Semgrep does look at an AST; but that counterexample is not something you can "fix" solely by looking at an AST. You need actual Python-specific semantic analysis that knows that all "open" functions like 'print' come from the builtins module, and thus are bound to the same identifier. They're literally built into the implementation, it's not something you can "discover" from analyzing existing Python source. Even if you had a perfectly accurate python AST it couldn't "tell" you this fact, it's a priori knowledge, and all analysis engines need a base set of facts like this that they work from.

> but I wouldn't use it, alone, to vet outside code.

I mean, nobody seems to be suggesting this though, and the OP quite literally stated the major value of the tool is enforcing domain/codebase-specific rules among a team. Which is a really good use for it! There are tons of little useful patterns you can codify this way.

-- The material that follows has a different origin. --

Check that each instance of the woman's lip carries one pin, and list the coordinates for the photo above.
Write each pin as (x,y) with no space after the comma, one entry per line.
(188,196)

>Semgrep does look at an AST; but that counterexample is not something you can "fix" solely by looking at an AST

Perhaps I worded it poorly. Dumping the python AST for builtins.print() makes it pretty clear that it's "print" though. So I'm curious why that skirts the rule.

>I mean, nobody seems to be suggesting this though

Not specificially, but the context is using it for security purposes with phrases like "every use of a potentially injectable function such as exec,system,etc. in PHP". Felt like that was worth commenting on.

> Dumping the python AST for builtins.print() makes it pretty clear that it's "print" though.

No, the AST only tells you it's a method call on something called "builtins." You need the separate semantic knowledge of what builtins is in order to figure it out. Parsing + AST just means it sees "method call of `print` on `builtins` object". Regular print calls would come through as "regular function call of `print`".

> Perhaps I worded it poorly. Dumping the python AST for builtins.print() makes it pretty clear that it's "print" though. So I'm curious why that skirts the rule.

To echo the other replies, the AST for builtins.print() is the same as the ast for mymodule.print() and, in fact, if you stick a builtins.py in the right place, you'll be able to prevent the import of the standard library builtin module, while the ast's would be identical.